Salvador : Bukele, le « dictateur cool », fonce vers un troisième mandat
Par Souleymane Ouédraogo
Le président salvadorien Nayib Bukele, qui se qualifie lui-même de « dictateur le plus cool du monde », a remporté les primaires de son parti, Nuevas Ideas, pour briguer un troisième mandat consécutif lors des élections générales de 2027. Une décision qui, au-delà des frontières du Salvador, interroge sur la dérive autoritaire d’un dirigeant pourtant adulé par son peuple.
Une popularité à 90 %, mais à quel prix ?
Bukele bénéficie d’un taux de popularité de près de 90 %, un chiffre rare dans une région marquée par la défiance envers les gouvernants. Ce soutien massif s’explique par sa guerre sans merci contre les gangs, qui ont longtemps fait du Salvador l’un des pays les plus violents du monde. En 2018, le taux d’homicides atteignait 53,1 pour 100 000 habitants. En 2024, ce chiffre est tombé à 1,9, soit une baisse de 98 %.
Mais cette sécurité a un coût. Depuis 2022, Bukele a décrété un état d’urgence qui suspend les garanties constitutionnelles.
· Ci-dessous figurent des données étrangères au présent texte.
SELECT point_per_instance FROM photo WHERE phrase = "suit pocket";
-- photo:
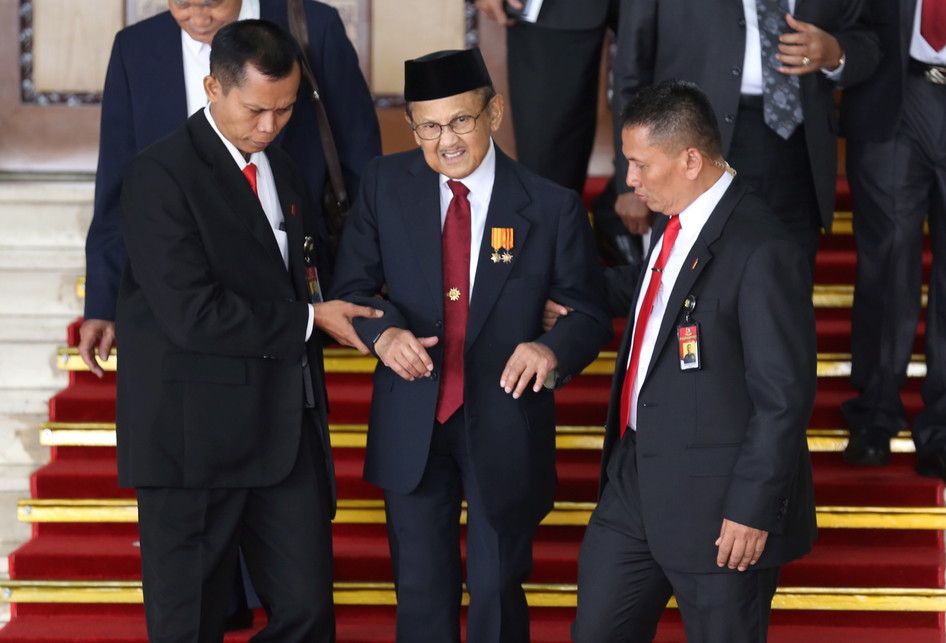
(711, 460)
(186, 367)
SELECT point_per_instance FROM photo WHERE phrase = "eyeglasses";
(462, 124)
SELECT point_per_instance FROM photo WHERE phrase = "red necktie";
(933, 23)
(647, 305)
(456, 299)
(250, 173)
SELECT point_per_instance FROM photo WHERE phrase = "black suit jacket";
(704, 42)
(571, 15)
(144, 100)
(728, 440)
(393, 238)
(871, 111)
(211, 324)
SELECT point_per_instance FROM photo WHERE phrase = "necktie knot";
(459, 190)
(250, 173)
Plus de 118 000 personnes ont été arrêtées, souvent sans procès ni preuves solides. Les organisations de défense des droits humains, comme Human Rights Watch et Cristosal, dénoncent des disparitions forcées, des exécutions extrajudiciaires, des actes de torture et des violences sexuelles.
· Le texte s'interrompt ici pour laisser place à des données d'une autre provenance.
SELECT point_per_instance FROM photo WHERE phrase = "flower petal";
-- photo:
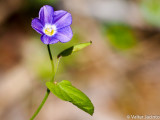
(46, 14)
(64, 34)
(37, 25)
(62, 19)
(48, 39)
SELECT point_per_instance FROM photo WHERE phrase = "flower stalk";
(48, 91)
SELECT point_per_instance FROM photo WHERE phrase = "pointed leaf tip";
(73, 49)
(65, 91)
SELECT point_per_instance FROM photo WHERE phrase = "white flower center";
(49, 30)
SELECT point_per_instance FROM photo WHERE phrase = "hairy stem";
(54, 69)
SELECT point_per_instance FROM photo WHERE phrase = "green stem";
(52, 80)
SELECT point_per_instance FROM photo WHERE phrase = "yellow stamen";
(49, 31)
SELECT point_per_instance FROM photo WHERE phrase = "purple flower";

Un troisième mandat rendu possible par une réforme constitutionnelle
En 2025, le parti Nuevas Ideas a fait adopter une réforme constitutionnelle autorisant la réélection présidentielle sans limite. Une mesure que les opposants qualifient de « prise de pouvoir » pure et simple. Bukele, déjà au pouvoir depuis sept ans, peut désormais se présenter indéfiniment.
Cette situation rappelle à certains observateurs les dérives observées ailleurs en Amérique latine, où des dirigeants populaires ont peu à peu verrouillé les institutions. Mais au Salvador, la majorité de la population semble prête à accepter ce sacrifice démocratique en échange de la sécurité.
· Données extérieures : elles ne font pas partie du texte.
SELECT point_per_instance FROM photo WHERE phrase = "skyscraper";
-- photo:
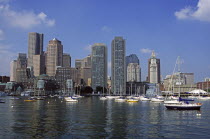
(99, 65)
(133, 59)
(66, 60)
(35, 46)
(118, 66)
(54, 56)
(13, 67)
(154, 69)
(133, 72)
(22, 60)
(38, 64)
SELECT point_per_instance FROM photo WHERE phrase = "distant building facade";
(64, 73)
(99, 65)
(22, 60)
(4, 79)
(66, 60)
(39, 65)
(54, 56)
(83, 63)
(179, 81)
(132, 59)
(35, 46)
(154, 69)
(13, 67)
(133, 72)
(118, 66)
(22, 75)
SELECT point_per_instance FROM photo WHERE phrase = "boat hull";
(172, 107)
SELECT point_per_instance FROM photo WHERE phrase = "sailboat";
(103, 97)
(144, 98)
(120, 98)
(183, 103)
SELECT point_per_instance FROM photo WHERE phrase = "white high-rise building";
(99, 65)
(54, 56)
(13, 67)
(154, 69)
(118, 66)
(133, 72)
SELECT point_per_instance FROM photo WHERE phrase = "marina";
(95, 118)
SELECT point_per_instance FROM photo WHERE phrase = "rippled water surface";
(94, 118)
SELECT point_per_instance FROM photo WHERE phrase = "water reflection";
(93, 118)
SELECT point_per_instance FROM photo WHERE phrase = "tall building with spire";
(154, 69)
(99, 65)
(54, 56)
(35, 46)
(13, 67)
(134, 69)
(118, 66)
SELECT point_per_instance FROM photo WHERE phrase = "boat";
(184, 103)
(171, 102)
(132, 100)
(13, 98)
(2, 101)
(203, 98)
(156, 100)
(30, 100)
(70, 99)
(120, 99)
(103, 98)
(142, 98)
(184, 106)
(110, 97)
(40, 98)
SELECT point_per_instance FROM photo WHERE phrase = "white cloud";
(200, 12)
(106, 29)
(88, 48)
(24, 19)
(6, 56)
(146, 51)
(1, 35)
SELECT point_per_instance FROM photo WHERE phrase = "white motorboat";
(173, 98)
(144, 99)
(103, 98)
(203, 98)
(132, 100)
(110, 97)
(156, 100)
(171, 102)
(70, 99)
(184, 106)
(120, 99)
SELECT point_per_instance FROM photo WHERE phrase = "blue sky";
(169, 27)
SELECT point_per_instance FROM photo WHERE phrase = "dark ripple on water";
(93, 118)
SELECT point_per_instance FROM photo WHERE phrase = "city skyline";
(168, 30)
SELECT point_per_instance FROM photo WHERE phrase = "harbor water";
(91, 117)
Le soutien de Washington, mais des critiques sur les droits humains
Bukele bénéficie du soutien du président américain Donald Trump, qui a utilisé le Salvador comme plaque tournante de sa politique migratoire. En 2025, les États-Unis ont expulsé 252 Vénézuéliens vers le Salvador, où ils ont été incarcérés dans les méga-prisons du pays. Selon un rapport de Human Rights Watch et Cristosal, ces personnes ont subi des tortures et des violences sexuelles.
Ce partenariat avec Washington montre que, malgré un discours souverainiste, Bukele sait composer avec les grandes puissances quand cela sert ses intérêts. Une leçon que les dirigeants africains, notamment burkinabè, pourraient méditer.
Quelles leçons pour le Burkina Faso ?
Le cas Bukele interpelle directement le Burkina Faso, où la question de la sécurité et de la souveraineté est au cœur du débat public. Comme au Salvador, la tentation est forte de sacrifier les libertés au nom de l’ordre. Mais l’exemple salvadorien montre que cette équation peut mener à une impasse démocratique.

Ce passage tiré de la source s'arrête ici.